BISMARCK, N.D. — Government orders for protesters of the Dakota Access pipeline to leave federal land could have little immediate effect on the encampment where scores of people have been gathered for months to oppose the $3.8 billion project.

A North Dakota sheriff Monday dismissed a deadline from the Army Corps of Engineers as a meaningless move aimed only at reducing the government’s legal responsibility for hundreds of demonstrators.

The Corps “is basically kicking the can down the road, and all it is doing is taking the liability from the Corps and putting it on” the Standing Rock Sioux tribe, Morton County Sheriff Kyle Kirchmeier said.

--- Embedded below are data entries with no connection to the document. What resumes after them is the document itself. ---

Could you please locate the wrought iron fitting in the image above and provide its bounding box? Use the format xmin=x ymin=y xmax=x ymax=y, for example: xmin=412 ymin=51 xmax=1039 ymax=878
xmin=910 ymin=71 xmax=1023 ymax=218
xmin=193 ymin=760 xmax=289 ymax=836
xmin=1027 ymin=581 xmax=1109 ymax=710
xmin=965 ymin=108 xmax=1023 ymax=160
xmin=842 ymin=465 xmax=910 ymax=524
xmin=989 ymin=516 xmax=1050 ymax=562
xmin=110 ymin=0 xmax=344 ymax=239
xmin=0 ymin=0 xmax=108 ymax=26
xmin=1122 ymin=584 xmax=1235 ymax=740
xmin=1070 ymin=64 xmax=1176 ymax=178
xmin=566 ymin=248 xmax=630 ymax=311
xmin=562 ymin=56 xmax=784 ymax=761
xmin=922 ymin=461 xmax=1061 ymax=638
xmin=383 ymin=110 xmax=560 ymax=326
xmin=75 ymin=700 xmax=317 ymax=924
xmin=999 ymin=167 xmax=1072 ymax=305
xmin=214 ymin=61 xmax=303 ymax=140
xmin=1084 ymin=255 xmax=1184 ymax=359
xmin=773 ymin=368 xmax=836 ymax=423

The Corps said last week in a letter that all federal lands north of the Cannonball River will be closed to the public for “safety concerns” starting Dec. 5. The order includes the encampment called Oceti Sakowin, or Seven Council Fires camp.

The agency cited North Dakota’s oncoming winter and increasingly contentious clashes between protesters and police.

But in a statement issued late Sunday, the Corps said it “has no plans for forcible removal.”

Anyone on land north of the river, including the main protest camp, after the deadline may be prosecuted for trespassing.

Gov. Jack Dalrymple called the Corps’ position “very puzzling.”

“When you put out a pronouncement that people must leave your land by a certain date, I think you take on a responsibility to somehow bring that about,” Dalrymple said. “Clearly the responsibility of clearing that land now lies primarily with the Corps.”